Thursday, July 21, 2016

A Once Prairie Home

I've swept pass it at 70 mile per hour at least a dozen times, maybe a score.  I have a good mind for collecting the features along the roads I travel, but this place is a bit more salient in my mind.  Though it is about 280 miles west by northwest of my home, I know it is there, like I would know the feature of a wart behind my right knee - nothing of real significance, but a known feature set apart from the rest of the surrounding flesh or in this case, terrain. 


The stark and fore lorn old prairie home
 Set on a broad curve of US Highway 287 between Estelline and Memphis, Texas, it has always captured my imagination.  I have an affinity for the November-esque spots in the landscape and stark images.  So, I am drawn to the desolation and loneliness of the dead snag of a cottonwood tree beside the hollowed out weathered wood frame of a once prairie home.  I have been interested in this old home surround by dead wood and placed on land so blatantly orange.  I know of blackland prairie here in Garland, and I've heard of the fabled red clay of Georgia, but up here at the Prairie Dog Town Fork of the Canadian River, the land is so orange it seems alien.  I have always driven by this site, my heart says stop and take an investigative look around, my mind says, many miles to go this night before you rest - keep pushing on the accelerator, so I listen to my mind and drive for home when east bound or points west when headed the other way.  This was a heart-inspired stop on our way to Denver and then onto the folks in Montana.

I tell my wife dozing in the passenger's seat, "There is a place coming up in about 80 miles, it is an old house with a dead snag in front and it is built on a landscape that is incredibly orange.  I've always driven by, but almost always I've regretted not stopping for some photos.  This time I am going to stop."  She again tells me of my remarkable gift of landscape memories and for inconsequential roadstops from years back.  I just think, why isn't everyone interested in topography, landscape and mentally cataloging useful gas, food and viewing spots on their travels?  In a bygone era I would have found work as a scout for wagon parties moving west or picking and positioning troops for battle.

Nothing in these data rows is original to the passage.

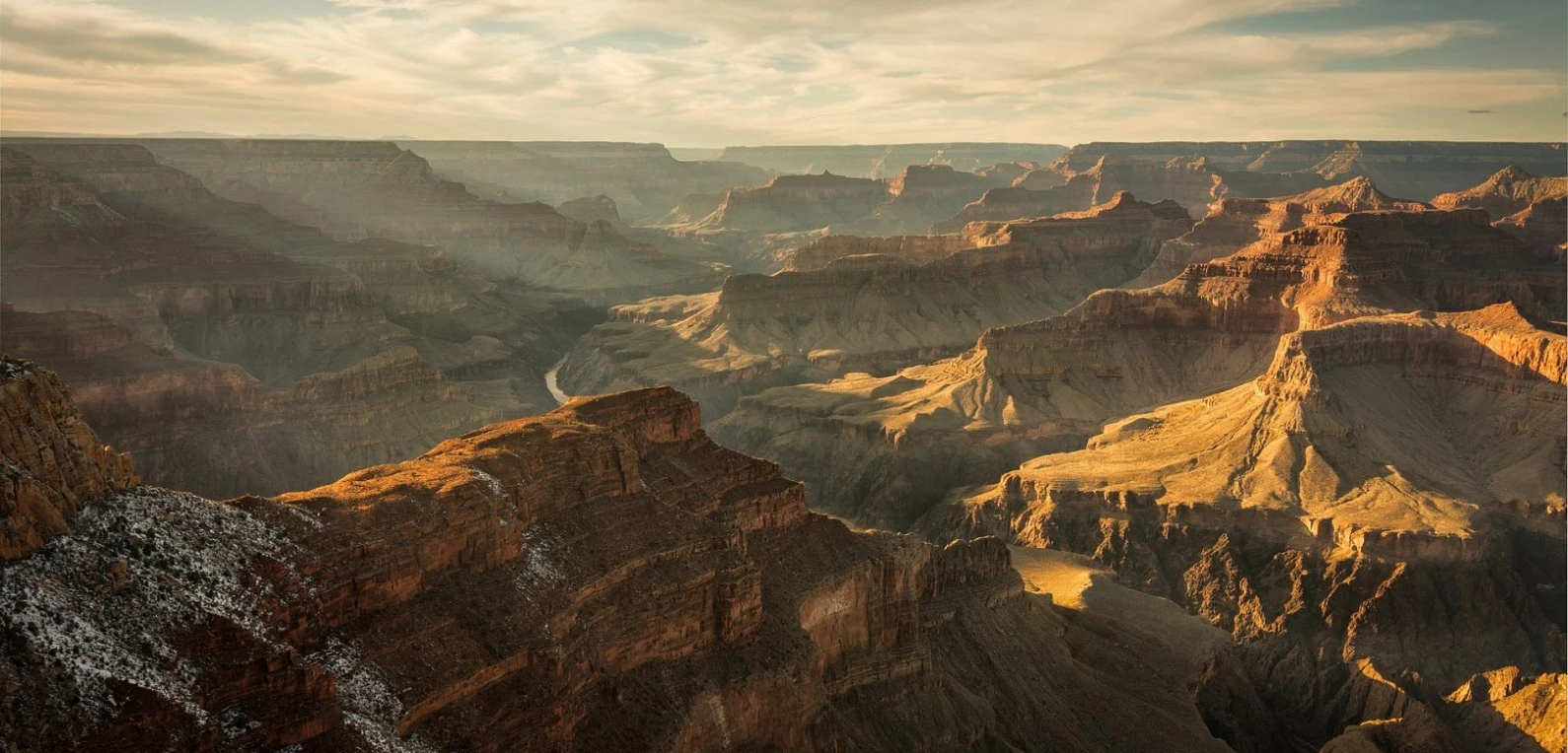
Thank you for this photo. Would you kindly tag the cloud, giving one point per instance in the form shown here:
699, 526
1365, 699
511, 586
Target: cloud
701, 72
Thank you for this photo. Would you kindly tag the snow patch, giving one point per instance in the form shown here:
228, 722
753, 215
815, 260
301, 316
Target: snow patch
104, 601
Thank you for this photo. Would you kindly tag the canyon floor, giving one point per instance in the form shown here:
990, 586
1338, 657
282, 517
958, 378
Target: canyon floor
443, 445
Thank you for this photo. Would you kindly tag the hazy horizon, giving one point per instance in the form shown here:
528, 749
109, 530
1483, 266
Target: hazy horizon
695, 76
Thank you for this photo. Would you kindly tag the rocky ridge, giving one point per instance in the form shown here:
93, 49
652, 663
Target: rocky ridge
194, 329
879, 449
869, 311
601, 578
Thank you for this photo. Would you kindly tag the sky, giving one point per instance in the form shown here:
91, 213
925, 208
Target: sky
715, 72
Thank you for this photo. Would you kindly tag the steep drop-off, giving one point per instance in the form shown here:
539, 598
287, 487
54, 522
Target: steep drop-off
236, 351
364, 188
643, 178
601, 578
880, 449
1418, 170
869, 311
1377, 520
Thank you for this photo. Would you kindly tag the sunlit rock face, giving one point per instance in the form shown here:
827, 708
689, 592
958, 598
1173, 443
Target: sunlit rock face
874, 304
1413, 170
888, 160
217, 340
536, 584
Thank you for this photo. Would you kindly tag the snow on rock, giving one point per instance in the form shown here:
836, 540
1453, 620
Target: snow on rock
103, 603
369, 705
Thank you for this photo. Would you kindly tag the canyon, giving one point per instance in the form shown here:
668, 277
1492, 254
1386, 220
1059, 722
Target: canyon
411, 606
868, 304
217, 342
1247, 446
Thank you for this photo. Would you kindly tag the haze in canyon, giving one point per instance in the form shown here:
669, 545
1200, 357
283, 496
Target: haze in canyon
417, 376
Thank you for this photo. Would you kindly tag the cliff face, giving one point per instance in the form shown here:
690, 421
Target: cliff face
1419, 170
191, 326
603, 578
363, 188
1235, 224
1531, 207
797, 202
887, 160
643, 178
1315, 513
53, 463
1192, 182
868, 311
1052, 383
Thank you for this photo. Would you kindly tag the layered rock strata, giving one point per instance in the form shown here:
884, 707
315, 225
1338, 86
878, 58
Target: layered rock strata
1531, 207
643, 178
603, 578
201, 332
1377, 520
869, 311
1419, 170
361, 188
887, 160
880, 449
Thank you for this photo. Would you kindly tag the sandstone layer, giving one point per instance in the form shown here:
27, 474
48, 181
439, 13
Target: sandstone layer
234, 351
880, 449
887, 160
1418, 170
601, 578
1233, 224
1531, 207
877, 308
353, 189
1388, 498
643, 178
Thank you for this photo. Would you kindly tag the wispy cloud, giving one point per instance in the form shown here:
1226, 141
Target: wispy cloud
807, 71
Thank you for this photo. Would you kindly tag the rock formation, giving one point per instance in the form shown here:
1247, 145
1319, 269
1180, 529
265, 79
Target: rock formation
53, 463
643, 178
1531, 207
234, 351
887, 160
353, 189
1233, 224
1379, 463
601, 578
880, 449
869, 311
1190, 182
1419, 170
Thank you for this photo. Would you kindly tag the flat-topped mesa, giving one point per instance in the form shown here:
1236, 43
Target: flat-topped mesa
872, 311
41, 205
1504, 193
50, 462
1531, 207
643, 178
916, 249
1419, 170
1233, 224
1495, 340
797, 202
921, 196
887, 160
1189, 182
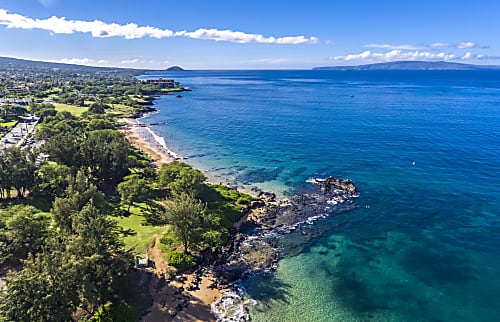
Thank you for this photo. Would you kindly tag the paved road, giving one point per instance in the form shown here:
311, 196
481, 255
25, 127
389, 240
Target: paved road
19, 134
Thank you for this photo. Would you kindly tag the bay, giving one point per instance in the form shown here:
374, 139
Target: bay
423, 148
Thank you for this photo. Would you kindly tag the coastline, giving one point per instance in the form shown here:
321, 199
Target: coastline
191, 295
213, 292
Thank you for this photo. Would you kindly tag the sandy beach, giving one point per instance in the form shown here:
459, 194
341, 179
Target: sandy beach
144, 139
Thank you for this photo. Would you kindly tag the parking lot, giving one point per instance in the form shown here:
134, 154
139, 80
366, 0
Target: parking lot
21, 133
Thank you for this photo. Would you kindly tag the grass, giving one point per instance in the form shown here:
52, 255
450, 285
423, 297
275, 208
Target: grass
138, 234
75, 110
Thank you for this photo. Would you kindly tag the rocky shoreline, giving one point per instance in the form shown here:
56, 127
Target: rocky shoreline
252, 248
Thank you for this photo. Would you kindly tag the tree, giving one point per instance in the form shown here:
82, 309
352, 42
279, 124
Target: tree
42, 291
25, 230
181, 178
184, 213
105, 153
52, 179
17, 169
132, 189
79, 193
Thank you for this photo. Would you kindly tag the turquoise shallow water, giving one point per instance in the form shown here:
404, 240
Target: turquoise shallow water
423, 148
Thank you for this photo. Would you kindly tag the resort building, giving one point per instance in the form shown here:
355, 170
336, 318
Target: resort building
169, 83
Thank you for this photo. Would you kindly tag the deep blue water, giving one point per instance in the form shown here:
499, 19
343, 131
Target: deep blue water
423, 148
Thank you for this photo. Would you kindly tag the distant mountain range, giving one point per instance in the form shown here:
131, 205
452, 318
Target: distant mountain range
16, 63
175, 69
411, 65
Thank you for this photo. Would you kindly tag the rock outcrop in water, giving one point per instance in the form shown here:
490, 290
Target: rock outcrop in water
253, 249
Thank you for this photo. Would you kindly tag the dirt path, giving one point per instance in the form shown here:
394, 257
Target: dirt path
173, 299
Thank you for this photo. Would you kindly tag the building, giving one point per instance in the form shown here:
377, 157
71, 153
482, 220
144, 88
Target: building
16, 101
169, 83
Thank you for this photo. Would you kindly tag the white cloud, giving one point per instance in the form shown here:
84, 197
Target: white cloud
467, 56
462, 45
468, 44
392, 47
47, 3
100, 29
77, 61
440, 44
130, 61
394, 55
272, 61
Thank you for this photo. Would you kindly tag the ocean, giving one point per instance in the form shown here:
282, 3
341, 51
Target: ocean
423, 148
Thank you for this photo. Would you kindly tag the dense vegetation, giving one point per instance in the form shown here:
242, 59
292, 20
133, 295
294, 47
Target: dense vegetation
59, 233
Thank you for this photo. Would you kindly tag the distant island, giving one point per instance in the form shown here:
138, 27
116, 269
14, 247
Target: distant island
411, 65
175, 69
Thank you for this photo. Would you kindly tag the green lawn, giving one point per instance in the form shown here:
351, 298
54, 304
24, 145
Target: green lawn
75, 110
138, 234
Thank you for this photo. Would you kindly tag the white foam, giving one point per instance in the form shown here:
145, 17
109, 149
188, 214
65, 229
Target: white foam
231, 307
161, 141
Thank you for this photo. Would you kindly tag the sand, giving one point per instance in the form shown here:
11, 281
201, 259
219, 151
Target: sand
142, 138
173, 299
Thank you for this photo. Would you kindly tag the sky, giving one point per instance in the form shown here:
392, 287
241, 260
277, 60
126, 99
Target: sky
249, 34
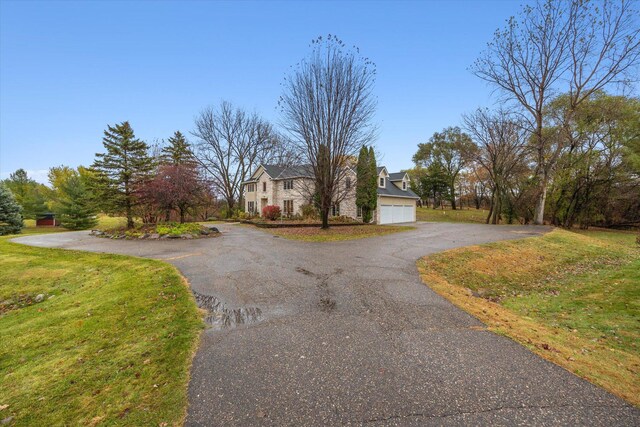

The highway is a divided 4-lane road, and I recall that there is a median crossing at the spot where this old home site sits.  I find the cross-over as expected, but the angles and composition of the house the tree and the cultivated orange soil do not line up as a beautifully as I had expected.  Still, I put the 4Runner in park and hop across the highway, camera in hand to satisfy my long desire to record this fore-lorn former farm residence. 




As I move around the old home, I wonder about what has happened here.  Did those who once called this home make good by growing tall cotton in Texas, and with their good fortune just move into a better and more modern house?  Or, did did the farm wife suddenly become widowed and had to sell the land and move on in with her sister in Missouri? How old are the clapboards, 50, 60 or even 80 years old?  Did they get to farming only to have their plantings coincide with the Dust Bowl?  What stories swirl under these forgotten eaves along with the orange dust from the other side of this window?



I see the remains of green paint on the window trim, someone wanted to make the place look pretty and once had given it some care.  They selected green; was it because it was between green and white - and white shows the dirt too easily?  Or, was green her favorite color, the color of lush vegetation, the color of a healthy crop, the color of money?  Maybe green was merely the complementary color to the orange in the cultivated fields out the window.





The fields are still plowed in soil conservation contours, so the land is still worked.  Descendants of those who built this simple home under the old cottonwood tree, or another family that came by this land by means stranger than my imagination's fiction?

To my mind, and mostly to my heart and my landscape-lover's eye, it was worth a stop for a few minutes.  I don't think I have the stunning photos that I was hoping for, but I have an opportunity to be briefly in a place of contrast and stark beauty.  But the story of this place is all left to the imagination.

The Road goes onto to Denver from here.